Исма пришел на следующий день. Так думаю, я считала капли, что падали на камень в углу. Забрал меня. Я…

На лестнице что-то воскликнула Мератос, стражник, лязгая металлом, затопал по камню. В проеме, подбирая полы плаща, показался Теренций, с венком на завитых пегих волосах и брезгливым выражением на опухшем лице. Осмотрев Ахатту, поднял нарисованные брови, усмехаясь. Жестом прогнал Фитию и Гайю, склонившихся перед ним.

— Ты, умник, отправляйся к хозяину в гостиницу, — повел рукой в сторону Техути, — страж проводит тебя. А ты, может быть, вспомнишь про обязанности жены сановника? Мы идем в храм Аполлона, Хаидэ.

Хаидэ встала, опустив руки. Кусая губу, смотрела то в спину уходящему Техути, то на равнодушную Ахатту, лежащую с закрытыми глазами.

— Ты оглохла?

— Я слышу тебя.

— Хорошо.
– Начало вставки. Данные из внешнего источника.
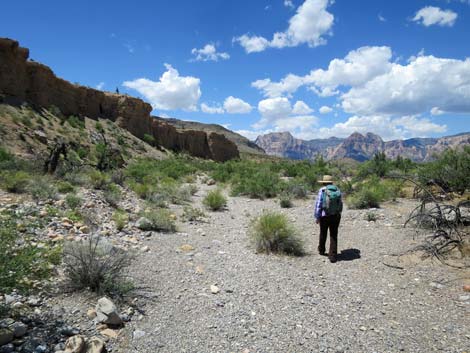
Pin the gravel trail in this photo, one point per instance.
(269, 303)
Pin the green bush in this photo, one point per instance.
(149, 139)
(158, 220)
(372, 192)
(64, 187)
(76, 122)
(73, 201)
(364, 199)
(215, 200)
(42, 189)
(272, 233)
(192, 214)
(112, 195)
(15, 181)
(296, 188)
(261, 184)
(371, 217)
(99, 180)
(120, 218)
(96, 265)
(285, 201)
(449, 171)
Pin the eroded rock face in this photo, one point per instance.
(28, 81)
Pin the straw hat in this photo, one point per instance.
(327, 179)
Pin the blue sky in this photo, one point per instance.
(316, 68)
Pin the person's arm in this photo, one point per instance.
(318, 206)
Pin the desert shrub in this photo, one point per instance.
(76, 178)
(371, 217)
(215, 200)
(371, 193)
(14, 181)
(98, 180)
(260, 184)
(142, 190)
(449, 171)
(74, 215)
(285, 201)
(73, 201)
(190, 179)
(149, 139)
(21, 262)
(192, 214)
(158, 200)
(41, 188)
(112, 195)
(193, 189)
(296, 188)
(97, 265)
(64, 187)
(158, 220)
(272, 233)
(118, 177)
(364, 199)
(76, 122)
(120, 218)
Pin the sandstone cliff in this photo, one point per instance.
(27, 81)
(244, 145)
(283, 144)
(357, 146)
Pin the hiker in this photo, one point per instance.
(328, 208)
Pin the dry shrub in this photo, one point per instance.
(97, 265)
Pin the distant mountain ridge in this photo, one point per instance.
(244, 145)
(357, 146)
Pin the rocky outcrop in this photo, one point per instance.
(243, 144)
(358, 147)
(283, 144)
(28, 81)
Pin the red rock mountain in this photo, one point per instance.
(22, 80)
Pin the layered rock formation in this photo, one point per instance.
(27, 81)
(283, 144)
(244, 145)
(358, 147)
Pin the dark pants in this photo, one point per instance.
(331, 223)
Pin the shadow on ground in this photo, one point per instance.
(349, 255)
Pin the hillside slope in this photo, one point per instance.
(28, 81)
(358, 147)
(244, 145)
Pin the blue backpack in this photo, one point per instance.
(332, 203)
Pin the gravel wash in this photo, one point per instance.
(213, 293)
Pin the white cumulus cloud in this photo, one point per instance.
(308, 26)
(301, 108)
(325, 110)
(211, 110)
(416, 88)
(358, 67)
(289, 3)
(234, 105)
(431, 15)
(170, 92)
(208, 53)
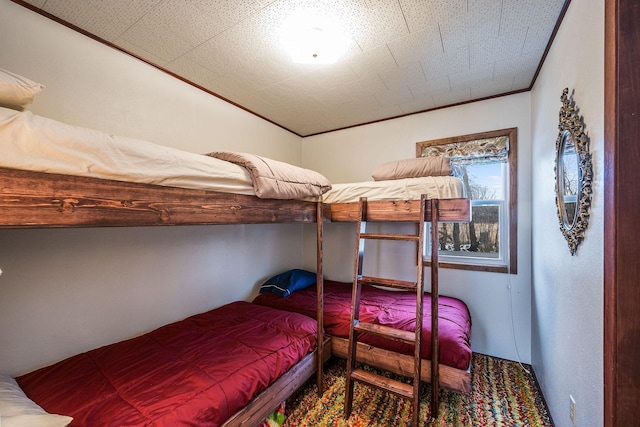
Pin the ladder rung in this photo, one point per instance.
(389, 283)
(407, 237)
(386, 331)
(382, 382)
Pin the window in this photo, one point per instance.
(486, 164)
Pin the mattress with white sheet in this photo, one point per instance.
(36, 143)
Заодно полюбуешься на очередной подарок. Скаллий, вдохновившись вашими плясками, уже набросал орнамент на большой вазе. Черная красавица пляшет с белой красавицей, посреди цветов, змей и акантов. И надпись внизу «дочери Аполлона и сестры Афродиты — прекраснейшие, как день и ночь». Придется купить у него этот горшок, пока его не купил Флавий и не повез в метрополию. Одевайся.

— Нет.

Теренций, повернувшись, кинул взгляд вокруг. Успокоенный тем, что, кроме забывшейся больной, услышать их некому, снова воздел нарисованные брови:

— Хаидэ… Ты заболела? Нельзя отказывать Аполлону, он покровитель Триадея! Да что я тебе…. Мы все ждем внизу.
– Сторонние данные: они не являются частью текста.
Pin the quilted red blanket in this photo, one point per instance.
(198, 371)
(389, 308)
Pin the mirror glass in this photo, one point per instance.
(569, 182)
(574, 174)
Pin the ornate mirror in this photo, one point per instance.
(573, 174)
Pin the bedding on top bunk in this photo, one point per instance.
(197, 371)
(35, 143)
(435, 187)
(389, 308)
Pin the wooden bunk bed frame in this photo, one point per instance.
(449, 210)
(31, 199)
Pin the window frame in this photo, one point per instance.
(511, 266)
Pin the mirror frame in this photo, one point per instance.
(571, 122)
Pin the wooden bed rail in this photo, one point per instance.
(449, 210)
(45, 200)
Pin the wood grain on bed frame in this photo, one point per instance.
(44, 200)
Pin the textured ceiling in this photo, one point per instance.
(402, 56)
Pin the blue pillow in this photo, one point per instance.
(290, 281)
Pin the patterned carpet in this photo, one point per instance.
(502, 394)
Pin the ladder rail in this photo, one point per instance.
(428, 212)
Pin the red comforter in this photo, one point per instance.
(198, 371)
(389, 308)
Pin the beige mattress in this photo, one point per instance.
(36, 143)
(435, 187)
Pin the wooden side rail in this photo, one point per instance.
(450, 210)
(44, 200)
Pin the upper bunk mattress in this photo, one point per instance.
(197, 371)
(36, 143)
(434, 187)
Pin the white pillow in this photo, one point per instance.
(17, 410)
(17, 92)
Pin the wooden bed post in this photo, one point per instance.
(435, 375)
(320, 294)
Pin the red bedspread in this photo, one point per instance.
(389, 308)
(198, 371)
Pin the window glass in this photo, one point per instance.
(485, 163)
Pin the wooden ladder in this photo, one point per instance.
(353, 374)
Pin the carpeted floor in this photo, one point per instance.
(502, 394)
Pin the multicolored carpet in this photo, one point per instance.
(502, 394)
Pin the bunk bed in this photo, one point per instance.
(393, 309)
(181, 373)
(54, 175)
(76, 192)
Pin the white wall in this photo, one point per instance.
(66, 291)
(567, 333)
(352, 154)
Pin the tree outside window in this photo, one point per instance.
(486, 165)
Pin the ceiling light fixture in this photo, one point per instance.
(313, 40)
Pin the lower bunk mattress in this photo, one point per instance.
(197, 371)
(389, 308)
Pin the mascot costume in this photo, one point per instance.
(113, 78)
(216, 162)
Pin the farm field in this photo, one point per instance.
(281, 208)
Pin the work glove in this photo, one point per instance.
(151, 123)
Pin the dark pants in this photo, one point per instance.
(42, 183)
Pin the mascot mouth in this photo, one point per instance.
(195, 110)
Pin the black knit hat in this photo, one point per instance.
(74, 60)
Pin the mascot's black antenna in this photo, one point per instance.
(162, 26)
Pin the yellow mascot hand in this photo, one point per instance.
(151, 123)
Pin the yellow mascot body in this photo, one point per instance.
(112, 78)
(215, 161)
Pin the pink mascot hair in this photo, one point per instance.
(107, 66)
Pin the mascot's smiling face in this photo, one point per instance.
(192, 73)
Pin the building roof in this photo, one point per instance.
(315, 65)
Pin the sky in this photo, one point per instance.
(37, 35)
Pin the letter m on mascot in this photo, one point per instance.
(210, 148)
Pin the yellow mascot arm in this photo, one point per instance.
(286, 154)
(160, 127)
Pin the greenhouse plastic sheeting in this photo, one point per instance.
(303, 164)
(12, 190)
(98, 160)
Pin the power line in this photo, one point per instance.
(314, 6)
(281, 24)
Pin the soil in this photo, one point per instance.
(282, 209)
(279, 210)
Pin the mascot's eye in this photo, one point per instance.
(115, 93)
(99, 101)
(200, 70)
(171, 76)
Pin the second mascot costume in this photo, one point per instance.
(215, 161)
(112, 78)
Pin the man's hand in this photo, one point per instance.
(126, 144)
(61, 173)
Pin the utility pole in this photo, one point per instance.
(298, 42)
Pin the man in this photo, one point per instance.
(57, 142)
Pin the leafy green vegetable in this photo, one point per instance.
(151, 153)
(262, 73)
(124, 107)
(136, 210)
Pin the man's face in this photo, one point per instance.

Хаидэ помолчала. Их стычки с мужем, начавшись после отчаянной, но короткой войны, что шла после свадьбы и стихла, когда Хаидэ примирилась со словами отца «ты послана ждать, Хаидэ, ты должна воспитать в себе терпение, какого нет ни у кого», стали привычными для обоих. И оба, когда настаивать было невыгодно, искали возможность военного соглашения. Потому ответила уже мягко:

— Ты никогда не брал меня с собой, когда к обряду приходили гости, муж мой. Не думаю, что кто-то еще приведет жену или любовницу. Или рабыню. Лишь ты придешь с женщиной, рискуя быть осмеянным за дикие нравы в провинции. Позволь мне остаться. Я трижды до заката принесу жертвы Гестии и на следующей неделе отправлюсь с рабынями к капищу Гекаты, чтобы принять участие в ежегодном обряде.
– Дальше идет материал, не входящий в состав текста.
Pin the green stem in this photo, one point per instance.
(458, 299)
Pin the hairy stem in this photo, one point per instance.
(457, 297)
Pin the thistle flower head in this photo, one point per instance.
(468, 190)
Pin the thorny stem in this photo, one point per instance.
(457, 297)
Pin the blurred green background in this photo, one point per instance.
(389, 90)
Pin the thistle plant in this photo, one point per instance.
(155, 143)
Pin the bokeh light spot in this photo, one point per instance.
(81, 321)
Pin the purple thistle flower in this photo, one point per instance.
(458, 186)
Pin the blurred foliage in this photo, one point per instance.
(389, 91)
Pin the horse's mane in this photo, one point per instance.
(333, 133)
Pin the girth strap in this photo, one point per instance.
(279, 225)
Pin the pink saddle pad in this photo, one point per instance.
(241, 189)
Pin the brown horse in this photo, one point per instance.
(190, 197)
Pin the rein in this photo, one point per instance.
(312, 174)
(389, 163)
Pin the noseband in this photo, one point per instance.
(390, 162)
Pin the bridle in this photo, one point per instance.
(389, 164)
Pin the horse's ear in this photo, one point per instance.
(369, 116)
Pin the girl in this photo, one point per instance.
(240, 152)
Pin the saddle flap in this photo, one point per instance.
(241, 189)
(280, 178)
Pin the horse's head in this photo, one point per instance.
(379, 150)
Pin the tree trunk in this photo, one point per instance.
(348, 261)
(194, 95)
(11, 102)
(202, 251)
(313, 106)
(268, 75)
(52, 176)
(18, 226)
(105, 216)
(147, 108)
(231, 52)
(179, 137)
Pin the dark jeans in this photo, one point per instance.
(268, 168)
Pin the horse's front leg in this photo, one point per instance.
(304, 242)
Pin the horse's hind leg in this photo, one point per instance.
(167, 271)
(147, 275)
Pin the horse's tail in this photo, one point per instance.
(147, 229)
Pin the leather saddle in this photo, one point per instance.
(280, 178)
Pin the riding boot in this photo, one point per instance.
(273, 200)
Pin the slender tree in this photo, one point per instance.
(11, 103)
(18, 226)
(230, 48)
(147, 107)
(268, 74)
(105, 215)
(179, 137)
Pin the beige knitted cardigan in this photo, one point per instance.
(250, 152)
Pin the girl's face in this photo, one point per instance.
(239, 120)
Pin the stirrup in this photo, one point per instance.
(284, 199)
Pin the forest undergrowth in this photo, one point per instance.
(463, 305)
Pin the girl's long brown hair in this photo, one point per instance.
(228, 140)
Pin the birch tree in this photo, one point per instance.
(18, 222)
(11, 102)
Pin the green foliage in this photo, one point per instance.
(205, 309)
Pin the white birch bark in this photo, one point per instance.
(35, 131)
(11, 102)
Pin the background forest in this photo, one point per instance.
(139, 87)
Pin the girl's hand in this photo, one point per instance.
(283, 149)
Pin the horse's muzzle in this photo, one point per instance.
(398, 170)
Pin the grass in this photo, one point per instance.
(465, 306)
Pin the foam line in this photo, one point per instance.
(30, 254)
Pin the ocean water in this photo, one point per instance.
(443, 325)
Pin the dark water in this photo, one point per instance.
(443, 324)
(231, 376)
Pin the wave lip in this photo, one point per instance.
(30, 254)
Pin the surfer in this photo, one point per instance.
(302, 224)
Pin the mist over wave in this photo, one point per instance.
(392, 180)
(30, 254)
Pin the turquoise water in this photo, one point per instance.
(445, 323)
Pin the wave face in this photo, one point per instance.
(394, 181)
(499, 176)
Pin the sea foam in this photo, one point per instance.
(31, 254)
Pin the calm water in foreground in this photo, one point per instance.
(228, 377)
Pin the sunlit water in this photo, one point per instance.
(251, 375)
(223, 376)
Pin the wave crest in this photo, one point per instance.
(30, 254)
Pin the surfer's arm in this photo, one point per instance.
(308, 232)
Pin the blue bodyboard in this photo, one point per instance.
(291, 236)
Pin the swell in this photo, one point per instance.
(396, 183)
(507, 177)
— Хм, — Теренций аккуратно почесал нарумяненную щеку. Гекату он не любил и предпочитал ночные обряды у капища посещать как можно реже.

— А эта? Она так и будет возлежать на покрывалах, купленных за мое золото? Ты слишком злоупотребляешь моей добротой.

— Она моя рабыня, — коротко ответила Хаидэ. У Ахатты дрогнули сомкнутые ресницы, но она не открыла глаз.

— Она больна, а когда немного окрепнет, Фития устроит ее в комнатах слуг.

— Ты уверена, она на что-то годится?

— Теренций, где твоя всегдашняя зоркость? Она знатна, и за нее можно взять хороший выкуп.

— Она пришла из твоего племени?

Хаидэ еще не успела ответить, а он быстро подошел и, склонившись, указал мизинцем на линии, расчертившие плечо. Тут же отпрянул, закрывая нос надушенным платком.

— Что это за вонь?

— Это лекарства, Теренций.

— Ну, хорошо. В комнаты слуг переведи ее сегодня же. В каморку, что за конюшней. Иначе она провоняет все покои.

— Хорошо, муж мой.

— Выходит, твоему черному нашлась замена.

— Выходит что так, муж мой. Теренций, уже направляясь к выходу, глянул на жену с легким подозрением. Но слишком долго их жизнь текла размеренно, и как ему казалось, границы территорий его и жены были размечены и ненарушаемы. Вряд ли появление бродяжки из прошлого может все изменить, так думал он, слишком поздно его жене что-то менять. Потому, ступив на лестницу, выкинул из головы все, предвкушая день важных трудов и вечер, полный новых удовольствий.